Writer-producer Graham Yost said of Fudge: “Personally, Alan was one of the most generous, kind and caring men I have ever known. Many of the roles he played over the years reflected that side of him. And then there were the roles where he got to go really dark and twisted — those were the roles that made all of us who knew him smile and applaud. He was a great actor and a great man.”

Fudge was born in Wichita, Kan., and moved to Tucson, Ariz., with his family at age 5. He graduated from the U. of Arizona, where he was a theater major. In 1962-63 he was a member of Tucson folk music group the Ash Alley Singers. Later he moved to New York and became a member of the APA repertory troupe, appearing in a number of mostly small roles on Broadway from 1967-69, including in productions of “You Can’t Take It With You,” “The Cherry Orchard” and “Hamlet.”

The actor made his smallscreen debut in a 1972 episode of “Gunsmoke” and worked steadily in the medium for the better part of four decades. Fudge guest starred in a memorable 1975 episode of “MASH” as a wounded captain who believes he is Jesus Christ.

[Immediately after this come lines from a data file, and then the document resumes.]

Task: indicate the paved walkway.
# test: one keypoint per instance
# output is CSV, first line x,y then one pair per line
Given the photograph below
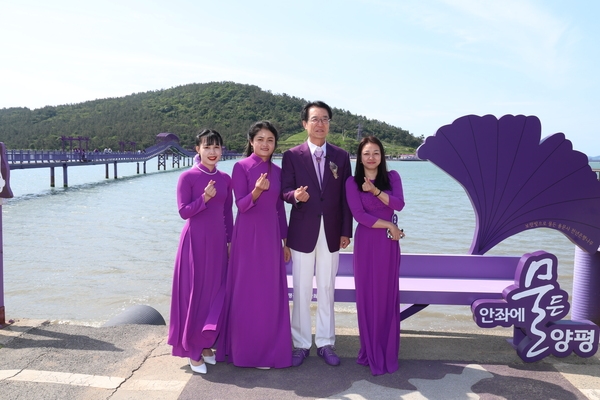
x,y
42,360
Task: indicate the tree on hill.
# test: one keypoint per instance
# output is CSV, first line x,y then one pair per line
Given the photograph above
x,y
228,107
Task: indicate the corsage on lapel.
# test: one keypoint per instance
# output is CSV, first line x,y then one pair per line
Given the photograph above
x,y
333,168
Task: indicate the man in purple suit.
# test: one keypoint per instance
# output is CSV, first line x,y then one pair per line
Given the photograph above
x,y
313,176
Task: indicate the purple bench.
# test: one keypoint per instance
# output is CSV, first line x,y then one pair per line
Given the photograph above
x,y
433,279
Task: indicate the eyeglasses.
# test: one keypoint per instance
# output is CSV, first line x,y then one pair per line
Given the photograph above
x,y
324,121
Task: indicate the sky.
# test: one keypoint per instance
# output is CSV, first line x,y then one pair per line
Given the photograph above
x,y
415,64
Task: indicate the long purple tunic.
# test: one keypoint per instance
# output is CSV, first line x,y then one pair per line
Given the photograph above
x,y
201,261
256,331
376,273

In NBC’s 1977-78 sci-fi series “Man From Atlantis,” starring Patrick Duffy, Fudge played C.W. Crawford; he played Det. Commissioner Kimbrough on NBC crime drama “Eischied” (1979), starring Joe Don Baker. In another recurring stint, he played Dr. Van Adams in ABC’s fashion-industry sudser “Paper Dolls” (1984). In the 1992-93 CBS crime drama “Bodies of Evidence,” which starred Lee Horsley and George Clooney, Fudge played Chief Frank Leland. None of these proved to be long-running series, however.

Fudge had recurring roles on “Dynasty” and “L.A. Law,” but the actor appeared so frequently on television that it was not uncommon for him to appear multiple times on a series in different roles, as he did on “Hawaii Five-O,” “Lou Grant,” “The A-Team,” “Columbo” and “Murder, She Wrote.”

Fudge also appeared in many telepics, including “The Blue Knight,” “Children of An Lac” and “I Know My First Name Is Steven.”

He made his last bigscreen appearance in the Coen brothers’ 2001 film “The Man Who Wasn’t There.”

Fudge continued to work steadily until 2009, a year in which he guested in episodes of “Big Love,” “The Closer” and “The Office” and appeared in the Hallmark Channel telepic “Relative Stranger.”

He is survived by his wife, Kathy; a son and two daughters; and a grandson.